Optimal Estimation with Sensor Delay

TL;DR

This paper develops an optimal state estimation framework for plants with sensor delays using Padé approximations, revealing how delay compensation can be integrated into Kalman filtering and control design.

Contribution

It introduces a novel state-space approach for delay compensation that decomposes the Kalman filter and relates it to Smith predictor strategies.

Findings

Delay compensation via Padé approximation partially inverts the delay.

The optimal estimator decomposes into uncontrollable and reduced-order Kalman filter parts.

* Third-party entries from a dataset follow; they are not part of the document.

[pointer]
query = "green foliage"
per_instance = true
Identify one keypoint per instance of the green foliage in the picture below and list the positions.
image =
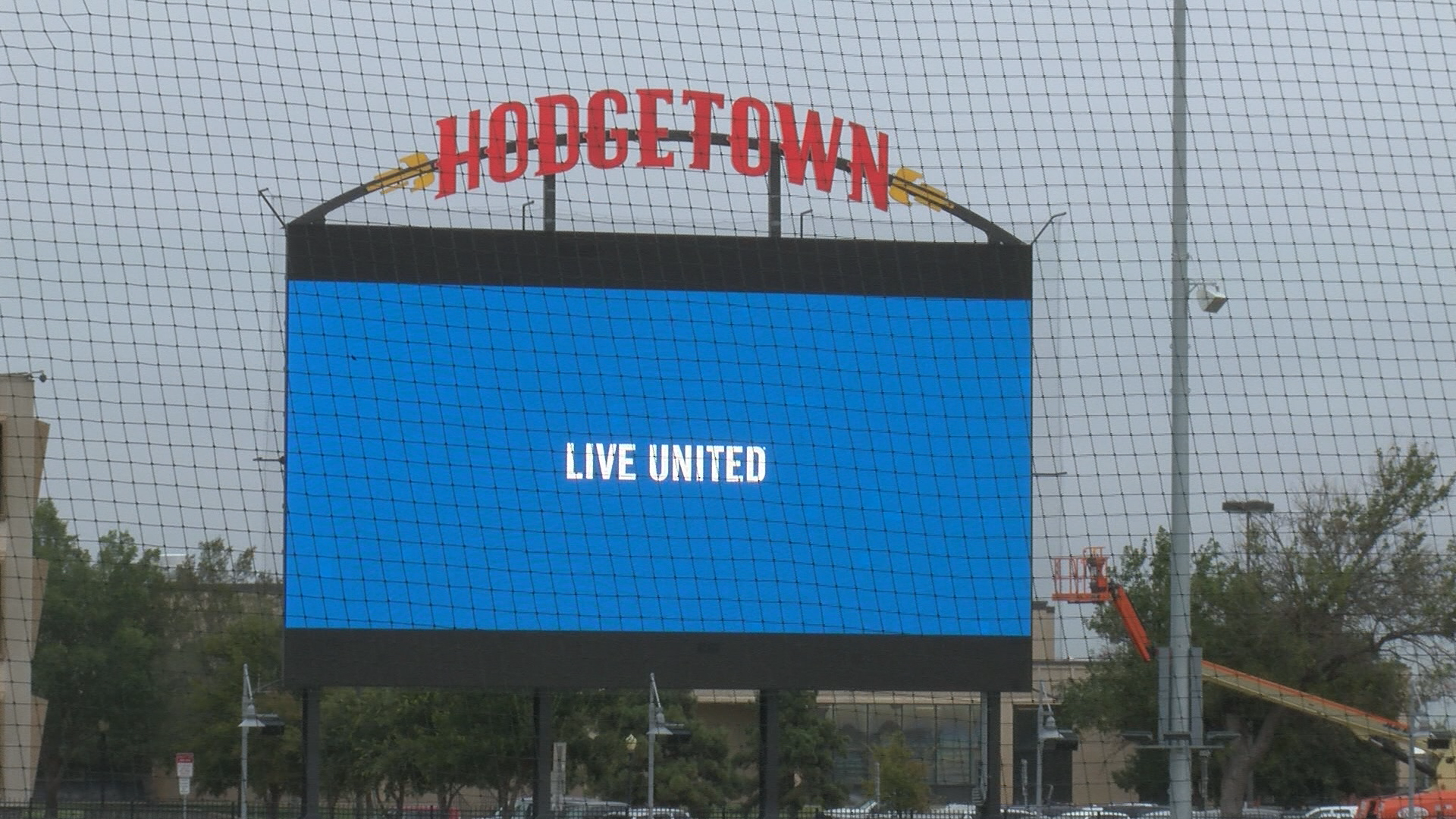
(808, 744)
(95, 661)
(215, 706)
(1320, 601)
(903, 780)
(695, 771)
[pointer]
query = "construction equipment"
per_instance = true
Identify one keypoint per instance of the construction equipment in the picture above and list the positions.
(1085, 580)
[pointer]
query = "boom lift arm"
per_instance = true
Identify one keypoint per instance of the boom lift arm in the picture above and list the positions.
(1085, 580)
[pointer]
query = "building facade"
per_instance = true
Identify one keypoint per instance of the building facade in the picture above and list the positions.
(22, 585)
(946, 732)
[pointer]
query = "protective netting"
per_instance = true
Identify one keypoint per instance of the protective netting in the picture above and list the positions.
(494, 349)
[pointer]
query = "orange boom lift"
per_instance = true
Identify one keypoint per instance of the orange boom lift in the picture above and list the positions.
(1084, 580)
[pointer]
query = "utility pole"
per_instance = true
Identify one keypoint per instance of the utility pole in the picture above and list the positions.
(1180, 582)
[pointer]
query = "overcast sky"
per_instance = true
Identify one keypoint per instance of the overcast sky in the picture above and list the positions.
(143, 271)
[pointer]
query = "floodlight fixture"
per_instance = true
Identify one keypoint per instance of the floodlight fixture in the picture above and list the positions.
(1210, 297)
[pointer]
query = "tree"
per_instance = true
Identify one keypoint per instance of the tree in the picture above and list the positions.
(274, 763)
(903, 783)
(1324, 604)
(695, 771)
(96, 654)
(808, 745)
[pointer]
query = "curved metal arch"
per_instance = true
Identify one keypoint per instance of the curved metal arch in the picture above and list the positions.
(995, 234)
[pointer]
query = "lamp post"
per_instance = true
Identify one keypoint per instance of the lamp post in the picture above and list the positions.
(1180, 569)
(248, 722)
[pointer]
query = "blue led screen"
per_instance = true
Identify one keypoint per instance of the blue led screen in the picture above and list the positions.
(525, 458)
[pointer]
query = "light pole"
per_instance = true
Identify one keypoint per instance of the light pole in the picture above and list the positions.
(1180, 569)
(249, 722)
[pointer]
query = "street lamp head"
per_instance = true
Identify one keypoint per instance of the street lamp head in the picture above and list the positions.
(1248, 506)
(1210, 299)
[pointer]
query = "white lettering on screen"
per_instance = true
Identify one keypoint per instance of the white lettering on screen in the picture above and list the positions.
(676, 463)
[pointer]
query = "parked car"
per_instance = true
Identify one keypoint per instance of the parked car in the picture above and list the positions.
(1331, 812)
(856, 811)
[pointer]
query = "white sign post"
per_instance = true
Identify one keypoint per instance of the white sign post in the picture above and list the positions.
(184, 763)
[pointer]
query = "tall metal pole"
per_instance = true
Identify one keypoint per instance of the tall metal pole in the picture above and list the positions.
(1040, 746)
(246, 710)
(1410, 727)
(1180, 580)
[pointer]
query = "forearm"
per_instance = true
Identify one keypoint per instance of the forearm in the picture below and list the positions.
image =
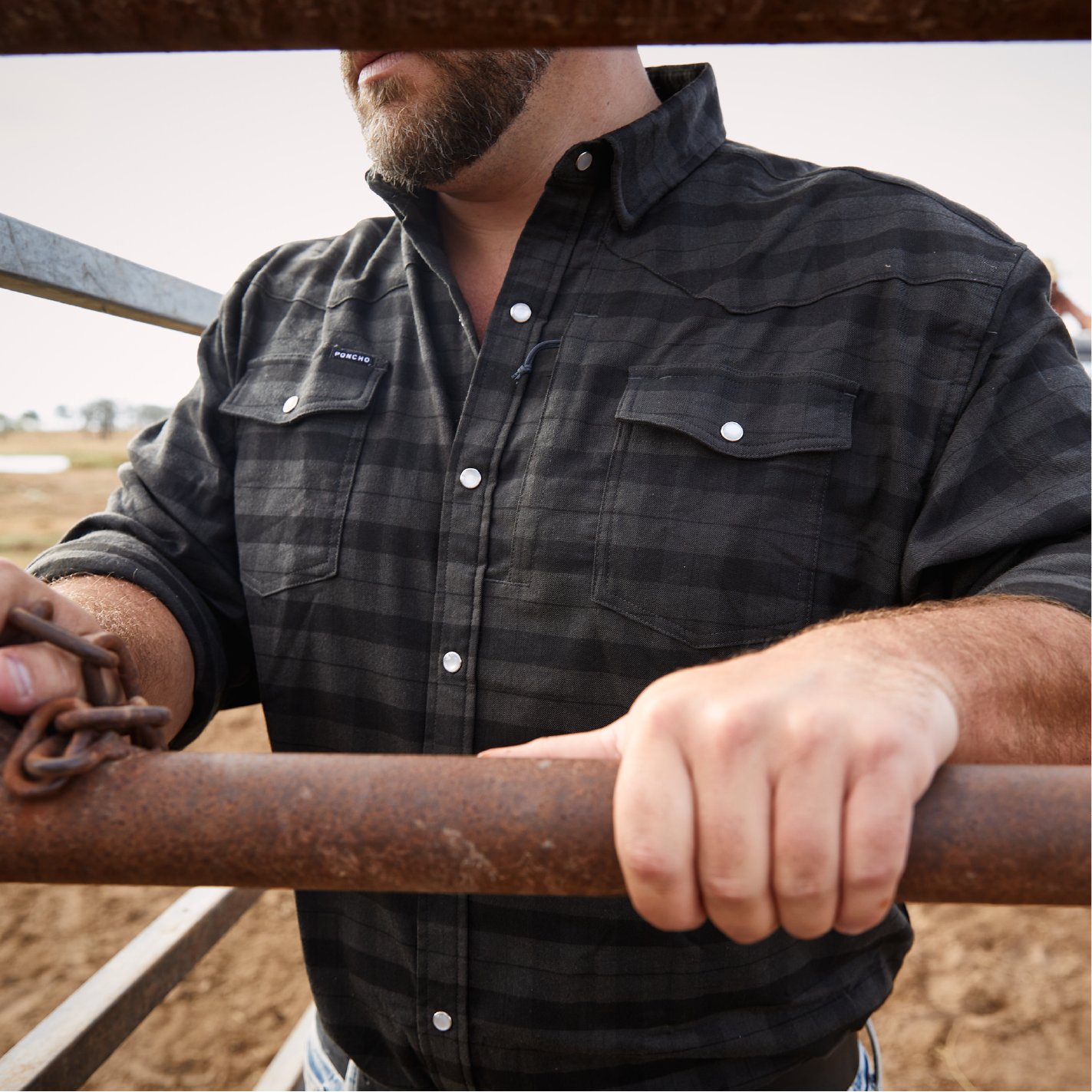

Tradeoff in estimation error depends only on the reduced-order Kalman filter.

Abstract

Given a plant subject to delayed sensor measurement, there are several approaches to compensate for the delay. An obvious approach is to address this problem in state space, where the $n$-dimensional plant state is augmented by an $N$-dimensional (Pad\'e) approximation to the delay, affording (optimal) state estimate feedback vis-\`a-vis the separation principle. Using this framework, we show: (1) Feedback of the estimated plant states partially inverts the delay; (2) The optimal (Kalman) estimator decomposes into $N$ (Pad\'e) uncontrollable states, and the remaining $n$ eigenvalues are the solution to a reduced-order Kalman filter problem. Further, we show that the tradeoff of estimation error (of the full state estimator) between plant disturbance and measurement noise, only depends on the reduced-order Kalman filter (that can be constructed independently of the delay); (3) A subtly modified version of this state-estimation-based control scheme bears close resemblance to a Smith predictor. This modified state-space approach shares several limitations with its Smith predictor analog (including the inability to stabilize most unstable plants), limitations that are alleviated when using the unmodified state estimation framework.